L’expression de « choix du sujet » peut être interprétée comme désignant la responsabilité de l’enfant lui-même. Comme si le coupable, finalement, c’était lui ?
Je parle de choix du sujet pour faire entendre que l’autiste est un sujet, qu’il se trouve dans une certaine position. Mais la cause de l’autisme, quelle est-elle ? Que lui est-il arrivé ? Est-ce uniquement lui qui a réagi en se fermant au monde devant lui ? Je ne sais pas. Est-ce que c’est organique ? Je ne sais pas, jusqu’ici rien n’est confirmé, bien qu’on commence à trouver des choses depuis de nombreuses années. Même si c’est organique, ce choix concerne les réactions du jeune enfant devant ce qui lui arrive. C’est ce que j’appelle choix du sujet. Ça ne rend pas l’enfant coupable, mais ça signifie qu’il peut parler de son choix, qu’il peut essayer d’en changer dans l’axe de la parole.
Vous dites que l’origine neurologique n’a pas été absolument prouvée, mais si elle l’était, en prendriez-vous acte ?

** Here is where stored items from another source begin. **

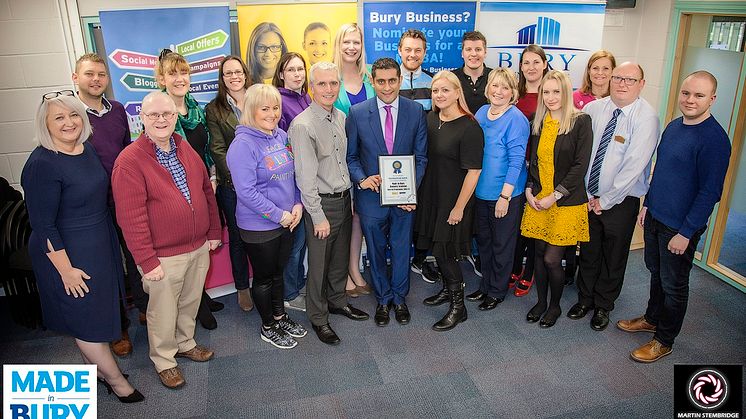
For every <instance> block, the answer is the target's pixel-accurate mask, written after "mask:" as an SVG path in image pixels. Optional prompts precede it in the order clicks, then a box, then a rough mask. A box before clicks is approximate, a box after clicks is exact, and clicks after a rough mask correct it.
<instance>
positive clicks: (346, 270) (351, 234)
mask: <svg viewBox="0 0 746 419" xmlns="http://www.w3.org/2000/svg"><path fill="white" fill-rule="evenodd" d="M321 207H322V208H323V209H324V215H325V216H326V219H327V221H329V225H330V226H331V232H330V234H329V237H327V238H325V239H323V240H322V239H319V238H317V237H316V236H315V235H314V234H313V227H314V226H313V220H312V219H311V215H310V214H308V213H307V212H305V211H304V212H303V221H304V222H305V224H306V245H307V246H308V280H307V281H306V314H308V319H309V320H310V321H311V324H313V325H315V326H321V325H324V324H327V323H329V306H331V307H338V308H341V307H344V306H346V305H347V295H345V284H346V282H347V273H348V265H349V263H350V238H351V236H352V201H351V200H350V195H349V194H347V196H344V197H341V198H325V197H321Z"/></svg>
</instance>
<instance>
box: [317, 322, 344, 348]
mask: <svg viewBox="0 0 746 419" xmlns="http://www.w3.org/2000/svg"><path fill="white" fill-rule="evenodd" d="M313 331H314V332H316V336H318V337H319V340H320V341H321V342H323V343H326V344H327V345H339V342H340V339H339V336H337V334H336V333H334V329H332V327H331V326H329V323H327V324H322V325H321V326H316V325H315V324H314V325H313Z"/></svg>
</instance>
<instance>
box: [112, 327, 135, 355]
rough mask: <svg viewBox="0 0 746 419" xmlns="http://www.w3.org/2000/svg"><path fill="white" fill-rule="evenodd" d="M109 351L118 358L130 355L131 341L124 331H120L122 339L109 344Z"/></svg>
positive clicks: (131, 347)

Mais bien sûr. Je ne vois pas d’inconvénient à cela, parce que même si l’origine organique est prouvée, ces enfants ont des difficultés d’éducation, d’apprentissage, de communication, et surtout leur rapport aux autres leur apparaît parfois extrêmement étrange, difficile, compliqué. Ils ne s’en sortent pas. La dimension psychanalytique ne vise pas à modifier quelque chose d’organique, mais à permettre au sujet de réagir autrement à ce qui lui arrive. Que ce qui lui arrive soit organique ou reste indécidé, cela ne change rien au fait qu’il doive y trouver les bonnes réactions.
Vous ne vous opposez donc pas à ce que la prise en charge psychanalytique soit proposée en complément d’autres approches ? Ou bien la psychanalyse doit-elle constituer selon vous une approche exclusive ?
Nous sommes extrêmement attentifs à ce que les jeunes du Courtil puissent suivre un travail scolaire adapté, s’accrocher à certaines mesures éducatives. Ils ne sont pas en psychanalyse perpétuelle. Je ne dis pas non plus que tous les enfants autistes doivent nécessairement aller du côté de l’analyse. Je pense que c’est un choix à laisser aux parents et aussi à l’enfant, puisqu’il peut très bien, lorsqu’il n’est pas content, donner son avis en votant « avec ses pieds », si je puis dire, comme on disait des Allemands de l’Est quand ils sont partis à l’Ouest, c’est-à-dire en protestant en acte. Je suis donc très clair : je n’ai jamais été pour une approche exclusivement psychanalytique, ou l’idée que seuls les psychanalystes avaient quelque chose à faire contre l’autisme, bien au contraire. Mais il est scandaleux de vouloir ôter ce choix aux parents.